Ce que je dis, c’est valable pour le Rufisque, pour Diourbel, de Fatick, Kaolack et Saint-Louis. Il faut que l’acte 4 redécoupe le territoire. Et que ce gouvernement que je vois beaucoup moins politicien doit pouvoir prendre le courage de redécouper ce territoire. Sinon, nous, nous programmons notre mort. Nous avons une densité de population à la chinoise. Il y’a des maisons de 150 mètres carrés, on a huit pères de familles, des concessions. Donc, ce n’est pas un cri de cœur, c’est un appel à la raison.
Est-ce que l’intercommunalité ne peut régler ces problèmes de limites géographiques ?

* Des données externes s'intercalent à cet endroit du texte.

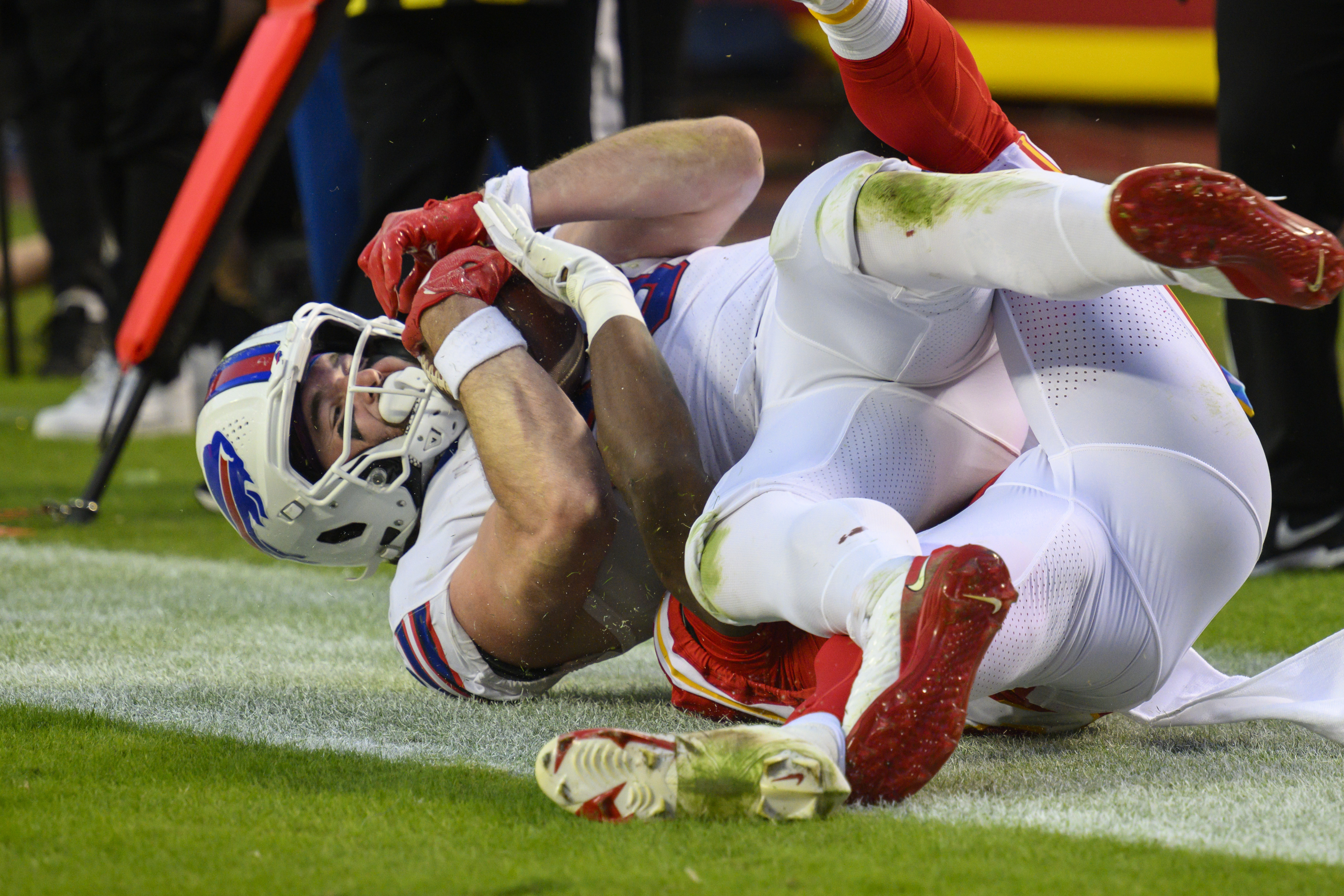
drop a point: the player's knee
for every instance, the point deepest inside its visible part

L’intercommunalité est inéluctable mais elle ne règle pas les problèmes de territoire. On a fait ici, le projet intégré du Cayor, avec Aymérou Gningue comme président et moi secrétaire général, mais la politique s’y est mélée et cela à voler en éclats. J’ai reçu ici, les maires de Méouane et de Koul, donc nous savons que l’intercommunalité est inéluctable mais elle ne règle pas de problème de territoires. C’est une sorte de fuite de responsabilité et même si l’État le fait c’est fuir la responsabilité. Mais la santé, c’est intercommunal parce que c’est moi qui finance le centre de santé est c’est tout le monde qui se soigne ici à Mékhé. 70% des malades ne viennent pas de Ngaye Mékhé.

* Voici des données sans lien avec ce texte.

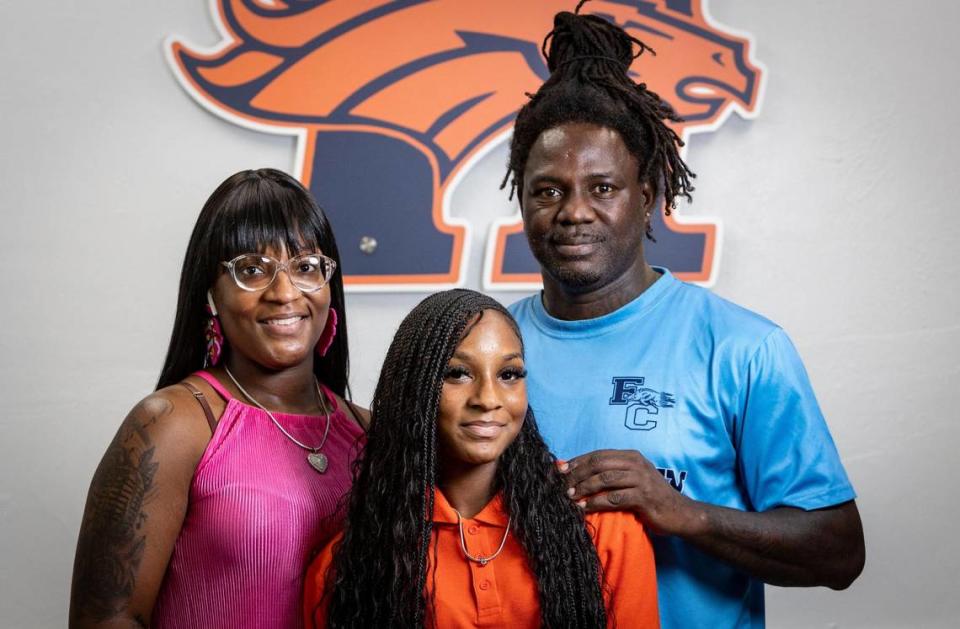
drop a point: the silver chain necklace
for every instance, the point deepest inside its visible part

L’éducation, j’ai 11 écoles élémentaires, trois collèges et un lycée, deux instituts franco-arabes, deux établissements privés, deux garderies d’enfants, les 60% ne sont pas de Méckhé. Ensuite, le marché hebdomadaire du lundi, 75% des vendeurs ne sont pas de la commune. Alors, qui est plus intercommunal que moi. Mais nous, nous ne sommes pas d’accord sur les limites qu’on a imposé à Ngaye et je le dis tout haut. Si on doit déménager pour cela, on le fera. Nous, nous sommes prêts à mourir puisque nous sommes programmés pour mourir, faisons-le tout de suite, parce que nous n’avons plus d’espace pour vivre ni pour mener nos activités. C’est important ce que je dis, on a atteint la limite de cri de détresse et que nous sommes dans une autodestruction programmée.
Vous parliez tout à l’heure de de santé, Ngaye a besoin de l’hôpital de niveau 2 ?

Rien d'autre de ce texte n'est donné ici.